Hey thanks for the responses guys! Ted i have read all of your pages on gregs website! Very informative! And your right the main reason i want bigger wheels is to correct the height of the loco for kadees... As i want to fill in the huge hole as well! I can see were the small flanges would be a problem... I guess you can get away with that in smaller scales, i did look up the thread were that guy used the sd70 wheels and i tried getting the sd40 wheels but robby at rld said usa was out of them... So i did order one set of the ss 36 wheels from nwsl so i do not know if i will get them or not...


----------



## apo234 (Aug 14, 2013)

well I ordered a set of wheels and it toke months to get them... didn't even know i was getting then until they just randomly showed up at my house one evening... they are the 36 inch ones and are stainless steel... or so it says...



This is the locomotive they will go in to, a USA trains gp38-2! I was installing a phoenix p8 sound card in the SD70MAC when the wheels arrived which is why it is in pieces...



I then toke the motor blocks apart and started taking out the old wheels... this is the 1st time i had ever been in a USA trains motor block... and the motors are huge!!!! which is awesome... but I was alittle worried about the wire size they used in the motor block... seems way to small... but ill watch the wires and see if they need replaced with bigger sized wires in the future... 



here are the old USA trains wheels... look how small they are!!!!!!!!

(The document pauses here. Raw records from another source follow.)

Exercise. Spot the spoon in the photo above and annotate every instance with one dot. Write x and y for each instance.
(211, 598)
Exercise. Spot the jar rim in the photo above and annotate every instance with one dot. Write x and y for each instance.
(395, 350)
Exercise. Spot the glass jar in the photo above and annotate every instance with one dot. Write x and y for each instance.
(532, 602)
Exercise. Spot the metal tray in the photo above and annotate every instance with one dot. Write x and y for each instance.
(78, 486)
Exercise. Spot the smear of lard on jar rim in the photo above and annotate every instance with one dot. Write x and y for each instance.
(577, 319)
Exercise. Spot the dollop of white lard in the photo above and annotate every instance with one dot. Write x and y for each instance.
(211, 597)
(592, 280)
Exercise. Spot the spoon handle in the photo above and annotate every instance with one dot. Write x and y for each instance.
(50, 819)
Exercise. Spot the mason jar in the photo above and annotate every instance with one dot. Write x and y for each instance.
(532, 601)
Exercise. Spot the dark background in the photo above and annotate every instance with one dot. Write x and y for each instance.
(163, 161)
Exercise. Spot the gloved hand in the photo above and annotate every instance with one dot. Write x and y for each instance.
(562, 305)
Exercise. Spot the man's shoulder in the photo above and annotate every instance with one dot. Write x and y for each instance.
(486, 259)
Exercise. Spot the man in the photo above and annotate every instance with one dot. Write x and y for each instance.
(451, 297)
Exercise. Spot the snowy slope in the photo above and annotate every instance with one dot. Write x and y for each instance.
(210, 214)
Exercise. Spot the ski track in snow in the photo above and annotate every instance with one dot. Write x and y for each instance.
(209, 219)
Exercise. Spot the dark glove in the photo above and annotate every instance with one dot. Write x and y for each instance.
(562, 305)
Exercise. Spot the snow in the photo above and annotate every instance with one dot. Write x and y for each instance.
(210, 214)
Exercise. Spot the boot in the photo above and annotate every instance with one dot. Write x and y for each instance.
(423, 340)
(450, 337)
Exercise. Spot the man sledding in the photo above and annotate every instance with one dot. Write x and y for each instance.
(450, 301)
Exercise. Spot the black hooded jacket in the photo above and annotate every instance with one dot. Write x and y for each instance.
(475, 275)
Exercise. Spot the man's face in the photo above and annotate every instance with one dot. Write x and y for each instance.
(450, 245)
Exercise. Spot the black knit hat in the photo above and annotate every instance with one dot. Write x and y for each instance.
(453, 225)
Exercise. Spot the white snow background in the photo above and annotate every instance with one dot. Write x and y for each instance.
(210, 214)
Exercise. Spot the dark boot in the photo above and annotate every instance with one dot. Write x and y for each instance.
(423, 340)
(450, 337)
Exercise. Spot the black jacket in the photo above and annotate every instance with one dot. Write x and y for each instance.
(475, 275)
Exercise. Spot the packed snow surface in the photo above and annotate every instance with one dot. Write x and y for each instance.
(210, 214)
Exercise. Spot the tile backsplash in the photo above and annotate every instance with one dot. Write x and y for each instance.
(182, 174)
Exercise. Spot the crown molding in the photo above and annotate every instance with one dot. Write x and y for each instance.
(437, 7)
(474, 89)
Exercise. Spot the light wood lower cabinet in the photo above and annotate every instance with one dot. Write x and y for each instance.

now right out of the box i noticed problems with the NWSL wheels... they did not have great quality control i guess... they left some scrap metal on the wheels in two places... the back were the axle meets the wheel and on the front of the wheel were the axle goes in to the side frames... so i put the wheels in a drill and got a file and then filed them down to get ride of the metal... if you don't do that the bearings will not ride right and the front of the axle wont even go in to the side frames! 







now with that problem taken care of... i moved on to getting the USA wheels off of the gears... I put the wheels in a vice and pulled them slowly down with a pair of needles nose pliers... worked great for all the wheels exp for one... didn't even know i could do this... 



now one problem I have with the NWSL wheels is that the ends of the axles aren't as good as the USA trains wheels as shown in the pics... they would be great if they improved this... or had the wheels come with some kind of metal gears...

USA wheels


NWSL wheels


now with all of those problems solved... one last problem was making the slider touch the rails again because these need a lot of electricity to work and i wanted to keep the sliders... so i grinded away part of the plastic to let them come down farther



Now look at the trucks! looks so much better!!!!!!!!!!!!!!!!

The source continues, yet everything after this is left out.